Sunday, October 18, 2009

Check Off Another Species

Fishing Time: 2:00 p.m. to 4:00 p.m.
Weather: Windy, warm, sunny, clear, 50's
Moon Phase: New Moon
Location: Round Lake- Uinta's
Bait: Renegade and Mosquito flies behind a bubble
Who Went: Justin Hunt, Josh Newton, Dustin Pelligrino, Me For a long time now I've read reports about fisherman making these long hikes deep into the Uinta's to find a species known as the Arctic Grayling. I was always intrigued by this small fish that looked so different in pictures than anything else I have ever caught. Well I got my chance to go after them this weekend when my deer hunting group decided to hunt in the Uinta's. I did my research on where the best place would be to catch grayling and found that there is a reason people hike so far to catch this species. The only lakes that hold Arctic Grayling are the highest lakes in the Uinta's and all require long rugged hikes. After studying maps and talking to everyone I thought would have helpful input, I decided on three lakes that all held grayling and each sat about a half mile away from each other, Round Lake, Sand Lake and Fish Lake. All three lakes sit at 10,000 feet in elevation and require a rigorous 4 mile hike in, and that's just to the first lake which is Round Lake. Its another mile to make into the last lake which is Fish Lake. It looked tough and steep on the map, but the fishing sounded promising! We of course got a late start on the hike, getting to the trail head around 11:00 a.m. Grino had his rifle just in case a monster buck showed its face, and Newton and I were both armed with pistols on our sides for deer purposes, but more importantly, in case we ran into a hungry black bear.
The hike was absolutely gorgeous, but very difficult and when we started seeing these tracks all the way up the trail, we were glad we brought protection. We hiked through many different types of terrain on the way up and took pictures all the way. We started out in the quakies and then hit a small meadow with the Weber River running through it. The lakes we hiked into are the headwaters of the Weber River. After the meadow it was straight pines so we knew we were starting to gain in elevation.

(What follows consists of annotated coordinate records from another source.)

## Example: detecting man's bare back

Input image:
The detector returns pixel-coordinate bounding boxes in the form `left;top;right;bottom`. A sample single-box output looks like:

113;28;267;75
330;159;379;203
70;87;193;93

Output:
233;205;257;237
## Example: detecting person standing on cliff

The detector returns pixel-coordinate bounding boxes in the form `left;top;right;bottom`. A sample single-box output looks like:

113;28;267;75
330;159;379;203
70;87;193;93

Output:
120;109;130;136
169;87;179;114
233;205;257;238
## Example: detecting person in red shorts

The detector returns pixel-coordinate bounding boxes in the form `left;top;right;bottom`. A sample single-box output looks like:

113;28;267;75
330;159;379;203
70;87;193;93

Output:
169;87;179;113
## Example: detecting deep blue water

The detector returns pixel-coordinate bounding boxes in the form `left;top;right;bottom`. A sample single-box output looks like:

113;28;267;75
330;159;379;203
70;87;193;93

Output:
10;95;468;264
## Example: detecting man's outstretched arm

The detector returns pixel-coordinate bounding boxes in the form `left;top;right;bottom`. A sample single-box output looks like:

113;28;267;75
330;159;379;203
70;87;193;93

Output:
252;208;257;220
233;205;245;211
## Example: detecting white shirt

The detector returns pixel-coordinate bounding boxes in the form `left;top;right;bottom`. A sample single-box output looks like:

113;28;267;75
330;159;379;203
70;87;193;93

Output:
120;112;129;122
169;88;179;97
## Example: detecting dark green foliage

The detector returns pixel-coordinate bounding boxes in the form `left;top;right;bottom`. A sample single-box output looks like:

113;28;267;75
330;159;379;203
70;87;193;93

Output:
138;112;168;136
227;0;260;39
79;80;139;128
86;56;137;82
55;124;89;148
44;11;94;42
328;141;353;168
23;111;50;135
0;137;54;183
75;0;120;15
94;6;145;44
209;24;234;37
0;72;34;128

Not to long after hiking into the deep pines we hit some steep rocky conditions along with some snow. It was like this for about 2 miles!

After trudging through the snow with wet feet, we finally made it to the first of the three lakes. We only rested for a minute before we tied on a fly and a bubble and started casting. I had two hits on my first cast but had nothing to show for it. It has been a few years since I last fished using a fly and a bubble and it is a difficult thing to master especially for a bass fisherman like myself. I have a tendency to rip lures through a fishes mouth with my hard hook sets, and fishing with a fly and a bubble requires very finesse hook sets, and even more so when your catching grayling which are a small fish to begin with and have very small mouths.Finally after about ten missed hits, I hooked and landed my first ever Arctic Grayling! It wasn't a state record by any means, but it was a beautiful fish.
After that it was Hunt's turn, but he started out with the hot hand for cutthroat. He must have landed a half dozen of these guys before finally landing his first grayling.
Then it was Newtons turn... And Grino's turn... And then there was a grayling double up by Newton and Hunt... After about two hours of fishing we all landed quite a few fish and had a lot of fun, except for when I slipped and fell shin deep into the lake! We didn't make it to the next two lakes cause we just didn't need to. We caught plenty of fish in Round Lake. We also wanted to hit the trail going down in the light and do a little evening hunting. We still ended up hiking the last mile in the dark. We hunted pretty hard on the hike down and even took a side trail for probably another half mile round trip, but didn't find anything living. We got to the truck in pitch black conditions with no moon and we were all beat! It was a full day and felt like a great accomplishment. We must have hiked close to 9 miles total. That only leaves one fish on the list of gamefish in Utah that I haven't caught, and I have a feeling there might be a story of that one being caught very soon!!!